The Deadpan Rule: Why Trying to Be Funny Makes Your Comedy Fall Flat

Illustration of a composed businesswoman in a gray suit walking through a chaotic circus ring, surrounded by acrobats and clowns, completely deadpan and oblivious to the absurdity around her

Writers who try to be funny usually aren’t.

I’ve seen this pattern hundreds of times in student manuscripts. A character makes a wry observation. Another character responds: “Very funny, Ellen.” The first character smirks. The reader does not smile.

The problem is the author signaling that a joke just happened. Real comedy doesn’t wink at you. It commits.
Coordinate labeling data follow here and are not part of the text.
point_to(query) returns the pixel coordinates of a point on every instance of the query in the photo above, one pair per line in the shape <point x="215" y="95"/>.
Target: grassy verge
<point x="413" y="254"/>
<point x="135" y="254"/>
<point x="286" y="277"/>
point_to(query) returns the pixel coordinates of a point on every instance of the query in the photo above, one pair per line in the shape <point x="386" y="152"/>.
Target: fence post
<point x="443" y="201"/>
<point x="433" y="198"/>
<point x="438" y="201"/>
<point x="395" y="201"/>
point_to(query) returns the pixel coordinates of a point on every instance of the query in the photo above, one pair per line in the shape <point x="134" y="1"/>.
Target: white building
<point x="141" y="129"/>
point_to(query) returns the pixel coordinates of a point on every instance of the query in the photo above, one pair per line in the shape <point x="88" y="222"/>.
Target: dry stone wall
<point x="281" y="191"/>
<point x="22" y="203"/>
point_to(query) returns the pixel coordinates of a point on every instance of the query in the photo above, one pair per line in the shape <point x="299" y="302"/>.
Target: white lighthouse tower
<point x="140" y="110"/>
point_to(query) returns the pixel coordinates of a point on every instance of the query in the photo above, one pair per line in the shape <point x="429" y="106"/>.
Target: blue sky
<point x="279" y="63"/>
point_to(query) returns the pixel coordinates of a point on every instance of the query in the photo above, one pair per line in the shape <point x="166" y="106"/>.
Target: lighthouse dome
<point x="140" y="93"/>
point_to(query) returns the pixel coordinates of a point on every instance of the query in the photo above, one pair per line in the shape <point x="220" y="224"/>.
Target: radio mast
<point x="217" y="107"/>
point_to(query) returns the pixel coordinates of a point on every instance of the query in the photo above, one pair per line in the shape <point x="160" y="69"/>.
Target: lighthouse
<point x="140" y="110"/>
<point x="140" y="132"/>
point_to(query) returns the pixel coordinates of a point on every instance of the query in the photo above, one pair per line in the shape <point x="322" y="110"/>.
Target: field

The funniest characters in fiction—Elizabeth Bennet, Bridget Jones, Stephanie Plum—don’t know they’re in a comedy. They’re desperately trying to survive their lives. Bridget isn’t performing for you; she’s trying not to drown. The humor comes from the gap between her anxious sincerity and our outside perspective.

Call it the deadpan rule: comedy lives in a character’s total commitment to a ridiculous goal. The moment the author leans in to make sure you noticed the joke, the joke dies.

Test your funny scenes this way. Read each line of dialogue and ask whether the character seems aware she’s being amusing. If she does—if there’s a hint of performance—cut it. Replace self-awareness with earnest desperation. The reader will laugh. The character won’t know why.

Comedy is what happens when your character takes her absurd, losing battle with the world completely seriously.